If You’re Political, Then say So

Should journalists make political contributions? That’s a quandary raised in a today’s Washington Post story by reporter Howard Kurtz. The situation is this: Some news organizations allow staffers—and that includes editors and reporters—to make political contributions. Such contributions could infer bias and so tarnish the contributor’s and/or news operation’s neutrality.

As a former journalist too often disgusted by the news media misbehaviors, I’m in favor of the contributions, as long as there is full disclosure. My reasoning is simple. Reporters, editors, and publishers are people. That means they do have biases and even agendas. But the mask of so-called neutrality often hides the real story behind news stories. I like the idea of those purporting to deliver unbiased news stories and analyses offering readers insight into their political leanings. 

Of course, that’s not enough to resolve all the problems with the American news media. Bias is everywhere and should be acknowledged rather than spread the myth of neutrality. American journalism has a long history of pointed commentary.

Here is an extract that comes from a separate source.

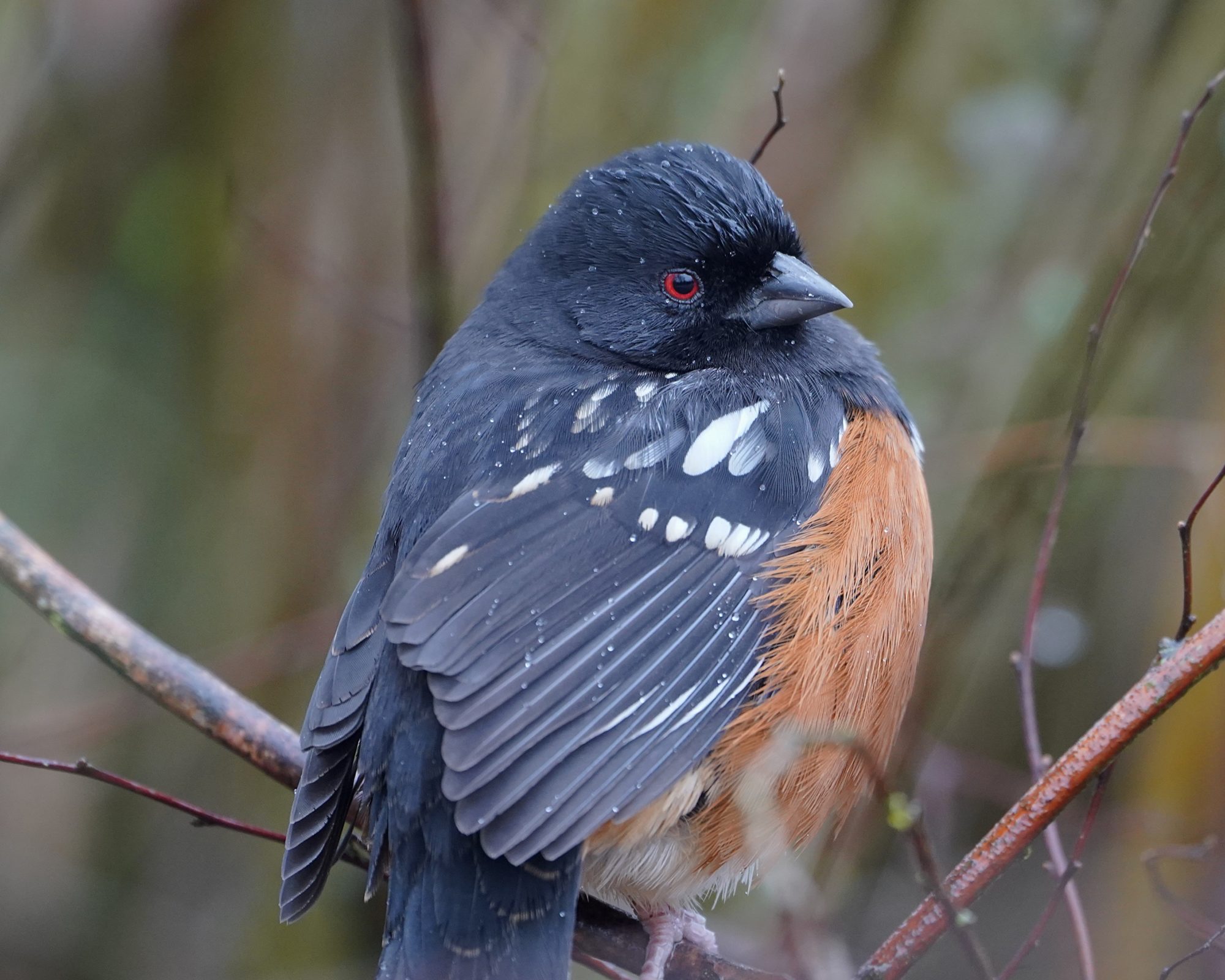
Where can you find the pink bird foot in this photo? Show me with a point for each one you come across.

Freedom of speech isn’t meant to be fair, a point not missed by early American political pundits.

One of my longstanding news media criticisms is the near obsession about what the other guy is doing. Newspaper B is a major competitor to A, and so watches its stories carefully. The editors at B can’t allow A to scoop them, that is to get a story first or one they don’t have at all.

So, A publishes a story about an alien invasion from Mexico into the United States—that’s outer space not illegal—citing reliable, unnamed government sources. B follows up on the same story. Newspapers C and D compete with B and feel compelled to do their own news stories and so on.

Sure the example is outrageous, but the point isn’t. Many so-called news events that otherwise would get small coverage grow larger in significance because of the competitive nature of the business. Editors justify this behavior as necessary to keep readers, which might bolt if A has a story B doesn’t. I disagree, particularly in this era of the information-gorged Internet. Most people I know go to multiple places for news.

In some ways, I respect the grocery story checkout tabloids more than mainstream newspapers. They don’t make any pretense of legitimacy, only that three sources confirmed their stories. Besides, they have long history writing about alien invasions that never happened. Surprising that doesn’t hurt the confidence of the readership. Credibility isn’t so much their focus as giving readers what they want.

As the 2004 political campaign heats up, I expect to spend more time reading blogs instead of relying on mainstream news. Blogs often are no-nonsense and no-pretense. That’s refreshing.

As for the news media, from the song “Bonzo Goes to Bitburg” composed by Joey and Dee Dee Ramone and Jean Beauvoir, “You’ve got to pick up the pieces, c`mon sort your trash. If there’s one thing that makes me sick, it’s when someone tries to hide behind politics”.

The Ramones’ song was in protest to a Ronald Reagan visit to a ceremony in Germany, but I see some appropriateness here. Oh, for the sake of political disclosure, I voted for Ronald Reagan both terms.